À l’heure où les algorithmes gouvernent le destin des marchés, les milliers de milliards qui semblaient autrefois cataclysmiques se réduisent à de simples tours d’illusionnistes – de la monnaie contre une balle, comme on le dit bon enfant dans les coulisses de cette comédie moderne. L'effondrement d'un milliard de dollars, qui a anéanti en un jour la moitié du PIB du Brésil, n'a pas été le signe avant-coureur d'une apocalypse, mais le prélude à un spectacle dans lequel l'extraordinaire devient banal et l'improbable devient routinier. À l’ère de l’intelligence artificielle, le véritable danger réside précisément dans le faux sentiment de contrôle.
*Tarcísio Peres Il est professeur de sciences aux Écoles Technologiques de l'État de São Paulo. Auteur, entre autres livres, de Profiter des requins : les pièges boursiers et comment les utiliser à votre avantage (Editeur Novatec) [https://amzn.to/3TKlVwU]
Références
CERVANTES, Miguel de. Dom Quichotte. Classiques des pingouins, 2003.
DOS PAS, John. Le gros argent. Signet Books, 1979.

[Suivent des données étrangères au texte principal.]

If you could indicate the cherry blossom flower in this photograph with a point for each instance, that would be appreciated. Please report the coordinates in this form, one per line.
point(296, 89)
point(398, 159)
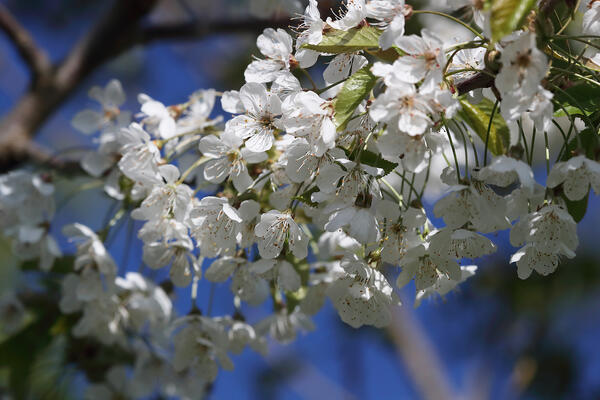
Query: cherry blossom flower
point(257, 125)
point(273, 230)
point(576, 175)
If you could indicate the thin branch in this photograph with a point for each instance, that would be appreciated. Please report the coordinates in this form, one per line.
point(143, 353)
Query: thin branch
point(478, 81)
point(419, 355)
point(194, 30)
point(121, 28)
point(35, 57)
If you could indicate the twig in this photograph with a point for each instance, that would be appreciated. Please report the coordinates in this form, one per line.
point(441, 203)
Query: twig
point(34, 56)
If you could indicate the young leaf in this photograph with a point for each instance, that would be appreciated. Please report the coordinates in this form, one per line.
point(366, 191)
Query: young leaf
point(508, 15)
point(586, 96)
point(336, 41)
point(373, 160)
point(478, 118)
point(353, 92)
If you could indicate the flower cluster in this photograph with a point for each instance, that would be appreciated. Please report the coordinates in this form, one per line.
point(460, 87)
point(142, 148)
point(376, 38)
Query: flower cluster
point(307, 194)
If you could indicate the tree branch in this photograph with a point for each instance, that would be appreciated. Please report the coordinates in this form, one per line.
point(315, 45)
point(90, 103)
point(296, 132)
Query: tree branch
point(35, 57)
point(194, 30)
point(478, 81)
point(120, 29)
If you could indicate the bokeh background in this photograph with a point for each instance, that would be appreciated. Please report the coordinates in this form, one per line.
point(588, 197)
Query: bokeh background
point(497, 337)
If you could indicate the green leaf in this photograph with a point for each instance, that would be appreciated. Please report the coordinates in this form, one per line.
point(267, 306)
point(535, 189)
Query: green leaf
point(305, 197)
point(589, 143)
point(372, 159)
point(337, 42)
point(508, 15)
point(478, 118)
point(353, 92)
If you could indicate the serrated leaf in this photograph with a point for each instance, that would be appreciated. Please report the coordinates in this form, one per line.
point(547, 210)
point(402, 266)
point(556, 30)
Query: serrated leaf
point(373, 160)
point(306, 197)
point(478, 118)
point(337, 41)
point(588, 141)
point(587, 97)
point(354, 90)
point(508, 15)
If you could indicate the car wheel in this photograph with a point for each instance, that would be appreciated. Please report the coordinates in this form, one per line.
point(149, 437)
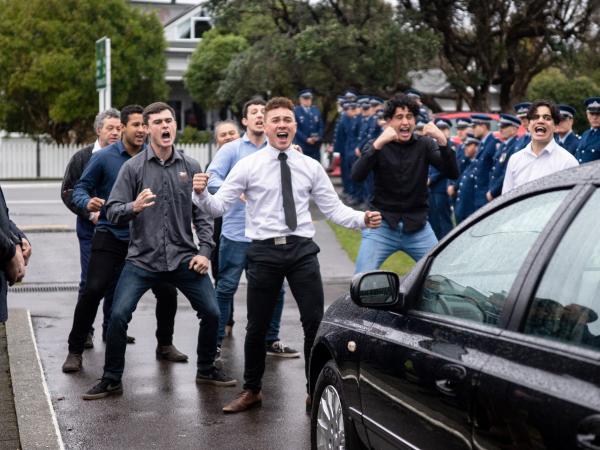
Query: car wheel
point(330, 425)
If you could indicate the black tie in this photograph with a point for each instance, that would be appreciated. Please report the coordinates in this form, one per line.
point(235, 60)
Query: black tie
point(289, 208)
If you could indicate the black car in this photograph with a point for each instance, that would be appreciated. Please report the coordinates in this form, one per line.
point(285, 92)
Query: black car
point(492, 341)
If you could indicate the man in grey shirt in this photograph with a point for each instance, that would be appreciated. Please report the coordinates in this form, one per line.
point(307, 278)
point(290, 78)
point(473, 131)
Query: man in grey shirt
point(153, 193)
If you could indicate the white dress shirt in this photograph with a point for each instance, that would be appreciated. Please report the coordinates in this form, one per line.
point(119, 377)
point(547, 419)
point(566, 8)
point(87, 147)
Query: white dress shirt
point(258, 177)
point(525, 166)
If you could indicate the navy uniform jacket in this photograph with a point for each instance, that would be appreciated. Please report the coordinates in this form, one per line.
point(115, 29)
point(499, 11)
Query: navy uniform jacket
point(589, 146)
point(505, 151)
point(310, 124)
point(465, 199)
point(570, 143)
point(483, 162)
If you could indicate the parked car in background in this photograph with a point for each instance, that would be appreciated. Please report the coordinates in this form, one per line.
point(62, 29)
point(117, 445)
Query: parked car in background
point(491, 341)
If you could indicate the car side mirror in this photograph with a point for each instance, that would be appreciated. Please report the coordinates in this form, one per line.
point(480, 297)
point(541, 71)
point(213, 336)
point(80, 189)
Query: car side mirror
point(377, 289)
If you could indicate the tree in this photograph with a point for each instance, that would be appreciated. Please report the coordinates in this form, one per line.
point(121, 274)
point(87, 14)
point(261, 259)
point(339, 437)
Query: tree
point(501, 42)
point(329, 46)
point(47, 63)
point(553, 84)
point(208, 66)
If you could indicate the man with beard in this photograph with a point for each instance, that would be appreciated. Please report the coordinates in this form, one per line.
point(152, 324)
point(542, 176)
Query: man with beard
point(109, 247)
point(542, 156)
point(400, 160)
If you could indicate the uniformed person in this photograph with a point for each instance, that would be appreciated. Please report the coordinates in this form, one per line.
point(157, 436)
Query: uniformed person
point(521, 110)
point(465, 199)
point(484, 159)
point(589, 145)
point(564, 136)
point(509, 127)
point(440, 215)
point(310, 125)
point(464, 128)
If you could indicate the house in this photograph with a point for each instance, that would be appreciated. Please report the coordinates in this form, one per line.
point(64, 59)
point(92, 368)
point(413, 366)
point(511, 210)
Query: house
point(184, 22)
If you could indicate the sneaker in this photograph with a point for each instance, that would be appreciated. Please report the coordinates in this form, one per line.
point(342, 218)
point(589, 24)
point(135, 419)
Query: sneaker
point(277, 348)
point(103, 389)
point(215, 377)
point(73, 363)
point(170, 353)
point(89, 341)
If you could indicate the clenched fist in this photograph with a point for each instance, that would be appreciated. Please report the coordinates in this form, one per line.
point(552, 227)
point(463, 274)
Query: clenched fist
point(200, 181)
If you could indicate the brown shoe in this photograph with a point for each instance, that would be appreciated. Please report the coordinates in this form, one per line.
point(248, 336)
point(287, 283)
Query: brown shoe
point(73, 363)
point(244, 401)
point(170, 353)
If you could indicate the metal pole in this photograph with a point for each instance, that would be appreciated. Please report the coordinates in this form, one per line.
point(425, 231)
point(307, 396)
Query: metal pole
point(38, 163)
point(108, 90)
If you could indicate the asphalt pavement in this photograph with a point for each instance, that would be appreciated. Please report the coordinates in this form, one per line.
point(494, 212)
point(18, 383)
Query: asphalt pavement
point(161, 406)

DOSTOIEVSKI, Fiodor. Le joueur. Martin Claret, 2019.
FARRELL, James T. Studs Lonigan : une trilogie. Paris : Gallimard, 2001.
KAHNEMAN, Daniel. Penser, Fast and Slow. Farrar, Straus et Giroux, 2013.
PETIT-FILS, John Cabral de Melo. Mort et vie graves. Rio de Janeiro : Alfaguara, 2007.
TALEB, Nassim Nicolas. Logique du cygne noir : l'impact de l'improbable. New York : Best-seller, 2008.
TALEB, Nassim Nicolas. Antifragile : les choses qui profitent du chaos. Rio de Janeiro : Meilleure entreprise, 2014.
THALER, Richard. Se comporter mal : La genèse de l'économie comportementale. WW Norton & Compagnie, 2016.
la terre est ronde il y a merci à nos lecteurs et sympathisants.
Aidez-nous à faire perdurer cette idée.